Willie schools Chong: FTES was never designed as a blanket subsidy

KUCHING, Dec 20 25: Puncak Borneo federal lawmaker Willie Mongin schooled his Stampin counterpart, Chong Chieng Jen on the Free Tertiary Education Scheme (FTES) that will be implemented next year.

Willie Mongin: Supporting Swinburne, Curtin, UTS and i-CATS is not discrimination, it is state capacity building

He said Chong's media statement conflates equity with uniformity and overlooks the constitutional, financial, and policy rationale behind the scheme.

Firstly, FTES was never designed as a blanket subsidy for all tertiary education pathways,” he said, addinhg that it is a strategic state policy aimed at strengthening Sarawak’s own higher education ecosystem by investing in state-owned universities, over which the Sarawak government has governance, accountability, and long-term development responsibility.

Supporting Swinburne, Curtin, UTS and i-CATS is not discrimination, it is state capacity building,” Willie, said in a statement, referring to Swinburne University of Technology, campus, Curtin University of Technology, Miri campus, University of Technology Sarawak and I-CATS University  College.

He said public universities such as UNIMAS, UiTM, UM, USM and UKM fall squarely under federal jurisdiction, adding that theirr tuition fees are already heavily subsidised (around 90%) by the federal government, using national funds contributed by all Malaysians.

To now demand Sarawak to additionally absorb the remaining balance effectively means double funding by the state, which is neither fiscally prudent nor constitutionally intended.

“If Chong believes further assistance is required, the appropriate avenue is to lobby the federal government, not shift responsibility to the state,” he said.

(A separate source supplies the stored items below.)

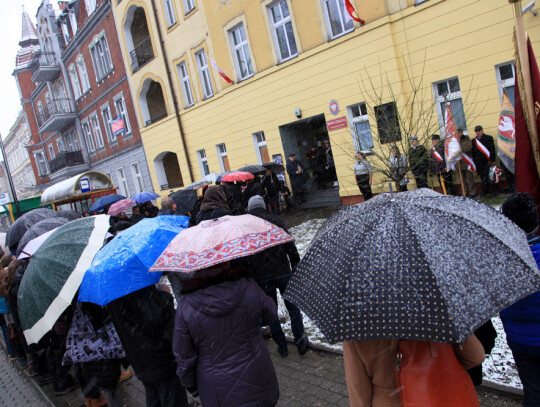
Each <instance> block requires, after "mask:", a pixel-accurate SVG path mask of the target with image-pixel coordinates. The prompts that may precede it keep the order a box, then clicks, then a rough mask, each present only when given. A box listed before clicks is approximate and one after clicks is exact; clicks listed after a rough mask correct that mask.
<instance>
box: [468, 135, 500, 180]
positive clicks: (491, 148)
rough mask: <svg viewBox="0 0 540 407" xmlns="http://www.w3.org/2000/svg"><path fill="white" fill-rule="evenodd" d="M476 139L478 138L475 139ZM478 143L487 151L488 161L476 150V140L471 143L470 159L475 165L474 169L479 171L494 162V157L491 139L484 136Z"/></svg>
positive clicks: (487, 166)
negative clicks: (471, 154) (485, 149)
mask: <svg viewBox="0 0 540 407" xmlns="http://www.w3.org/2000/svg"><path fill="white" fill-rule="evenodd" d="M477 138H478V137H477ZM478 140H480V142H481V143H482V144H483V145H484V147H486V148H487V149H488V150H489V161H488V159H487V158H486V156H485V154H484V153H483V152H482V151H481V150H480V149H479V148H478V146H477V144H476V138H475V139H474V140H473V141H472V145H473V146H472V147H473V148H472V155H473V156H472V159H473V161H474V163H475V164H476V168H477V169H479V170H480V171H481V170H482V169H485V168H487V167H488V166H489V162H495V160H496V158H497V157H496V156H495V143H494V142H493V137H491V136H488V135H487V134H484V135H483V136H482V138H481V139H478Z"/></svg>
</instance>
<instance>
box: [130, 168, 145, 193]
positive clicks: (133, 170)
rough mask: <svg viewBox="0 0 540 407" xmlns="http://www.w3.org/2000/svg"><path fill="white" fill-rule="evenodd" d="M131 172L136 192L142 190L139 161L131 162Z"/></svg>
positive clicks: (142, 180)
mask: <svg viewBox="0 0 540 407" xmlns="http://www.w3.org/2000/svg"><path fill="white" fill-rule="evenodd" d="M131 174H132V175H133V183H134V184H135V189H136V190H137V192H136V193H137V194H138V193H140V192H143V191H144V182H143V179H142V174H141V169H140V168H139V163H138V162H136V163H133V164H131Z"/></svg>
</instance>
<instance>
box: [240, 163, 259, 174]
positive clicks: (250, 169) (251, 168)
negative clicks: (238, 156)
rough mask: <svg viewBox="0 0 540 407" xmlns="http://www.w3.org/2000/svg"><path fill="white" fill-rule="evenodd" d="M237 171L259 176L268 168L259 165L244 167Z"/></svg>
mask: <svg viewBox="0 0 540 407" xmlns="http://www.w3.org/2000/svg"><path fill="white" fill-rule="evenodd" d="M236 171H242V172H249V173H250V174H259V173H261V172H265V171H266V168H264V167H263V166H262V165H259V164H250V165H244V166H243V167H242V168H238V169H237V170H236Z"/></svg>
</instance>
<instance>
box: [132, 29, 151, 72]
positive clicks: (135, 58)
mask: <svg viewBox="0 0 540 407" xmlns="http://www.w3.org/2000/svg"><path fill="white" fill-rule="evenodd" d="M130 55H131V69H132V70H133V73H135V72H137V71H138V70H139V69H141V68H142V67H143V66H144V65H146V64H147V63H148V62H149V61H151V60H152V59H154V50H153V48H152V41H150V37H146V38H145V39H144V40H143V41H142V42H141V43H140V44H139V45H137V46H136V47H135V49H134V50H133V51H131V52H130Z"/></svg>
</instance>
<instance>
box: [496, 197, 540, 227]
mask: <svg viewBox="0 0 540 407" xmlns="http://www.w3.org/2000/svg"><path fill="white" fill-rule="evenodd" d="M501 212H502V213H503V214H504V215H505V216H506V217H507V218H508V219H510V220H511V221H512V222H514V223H515V224H516V225H518V226H519V227H520V228H521V229H523V230H524V231H525V232H526V233H532V232H534V230H535V229H536V228H537V227H538V225H539V224H540V218H539V217H538V211H537V208H536V202H535V201H534V198H533V197H532V196H531V195H530V194H528V193H526V192H518V193H517V194H513V195H512V196H511V197H510V198H508V199H507V200H506V201H504V202H503V204H502V206H501Z"/></svg>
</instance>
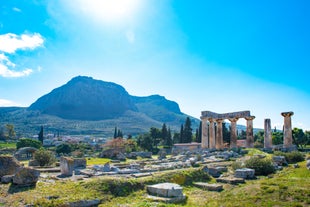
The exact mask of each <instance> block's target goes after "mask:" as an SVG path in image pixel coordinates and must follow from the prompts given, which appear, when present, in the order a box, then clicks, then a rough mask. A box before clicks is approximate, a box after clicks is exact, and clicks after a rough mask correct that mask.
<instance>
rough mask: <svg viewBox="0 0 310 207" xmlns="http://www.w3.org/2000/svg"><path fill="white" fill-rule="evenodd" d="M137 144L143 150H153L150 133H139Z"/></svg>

Willie stressed that private universities, especially overseas institutions are market-based choices with highly variable fees, saying that expecting Sarawak taxpayers to subsidise half or more of private and foreign tuition costs would be financially unsustainable and inequitable to lower-income families whose children remain within public or state institutions.

He added no state government anywhere can responsibly underwrite unlimited private education choices.

He said the claim that “the majority of Sarawakian students are left out” ignores the reality that Sarawak already provides multiple forms of assistance beyond FTES, including targeted aid, scholarships, and B40-specific support schemes.

FTES is one pillar, not the entire education support framework,” he stressed.

Willie said that the repeated slogan that “no Sarawakian should be left behind” must be interpreted within policy logic and fiscal reality, not political rhetoric.

He explained inclusion does not mean identical treatment regardless of jurisdiction, cost structure, or governance responsibility.

In fact, the GPS government should be commended for stepping in voluntarily despite education being a federal matter by providing free tertiary education within Sarawak-owned institutions,” he said, adding Gratitude is warranted, not politicisation.

Willie said if  Chong is sincere about helping Sarawakian students in federal and private universities, the principled course of action is clear: press the federal government to expand its funding and subsidies, instead of mischaracterising a state initiative that was never meant to replace federal responsibility.

If he can't solicit and secure funding from the federal government to help Sarawakian, then he is nothing but just demagogue and political opportunist,” Willie charged.